Cytotoxic Triterpene from Barringtonia asiatica

Triterpenes isolated from the dichloromethane extract of Barringtonia asiatica, namely, a mixture of betulinic acid (1) and 22-O-tigloylcamelliagenin A (2) in a 1 : 2 ratio and a mixture of 3β-olean-18-en-3-yl palmitate (7), 3β-urs-12-en-3-yl palmitate (8) and 3β-olean-12-en-3-yl palmitate (9) in a 4 : 1 : 2 ratio (isolated from the bark), as well as germanicol caffeoyl ester (3), germanicol trans-coumaroyl ester (4), germanicol cis-coumaroyl ester (5) and germanicol (6) (from the leaves), and a phenolic compound, verimol K (10) from the flowers, were assessed for cytotoxicity against a human cancer cell line, colon carcinoma (HCT 116), using the MTT assay.

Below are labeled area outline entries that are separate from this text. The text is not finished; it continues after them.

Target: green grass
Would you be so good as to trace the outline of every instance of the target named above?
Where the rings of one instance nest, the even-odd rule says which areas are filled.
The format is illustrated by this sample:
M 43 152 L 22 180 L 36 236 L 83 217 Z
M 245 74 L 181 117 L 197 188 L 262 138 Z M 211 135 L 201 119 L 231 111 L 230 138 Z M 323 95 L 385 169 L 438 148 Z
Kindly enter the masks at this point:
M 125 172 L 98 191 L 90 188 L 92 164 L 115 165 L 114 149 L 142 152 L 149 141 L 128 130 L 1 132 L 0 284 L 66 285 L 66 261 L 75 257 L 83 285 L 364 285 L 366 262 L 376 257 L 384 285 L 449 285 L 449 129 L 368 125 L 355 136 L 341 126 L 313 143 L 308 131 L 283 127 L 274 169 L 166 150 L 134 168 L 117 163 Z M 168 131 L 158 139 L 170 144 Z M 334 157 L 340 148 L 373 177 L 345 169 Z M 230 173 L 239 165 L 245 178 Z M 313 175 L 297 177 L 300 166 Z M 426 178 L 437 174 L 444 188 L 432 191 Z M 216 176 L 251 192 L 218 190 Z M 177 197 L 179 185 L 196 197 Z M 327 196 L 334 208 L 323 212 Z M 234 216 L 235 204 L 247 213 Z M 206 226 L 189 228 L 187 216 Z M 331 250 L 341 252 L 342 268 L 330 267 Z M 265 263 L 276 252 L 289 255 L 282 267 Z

The mixture of 1 and 2 exhibited IC50 =8.0 μg · mL–1 against this cell line, while 6 exhibited an IC50 value of 29.6 μg · mL–1. The other compounds tested (3 – 5, 7 – 10) were inactive against the HCT 116 cell line. The mixture of 1 and 2 and compound 6 were further tested for cytotoxicity against the non-small cell lung adenocarcinoma (A549) cell line. The mixture of 1 and 2 and compound 6 exhibited IC50 values of 6.0 and 35.6 μg · mL–1, respectively. The cytotoxicity for the mixture of 1 and 2 may be attributed to betulinic acid (1), a known cytotoxic compound.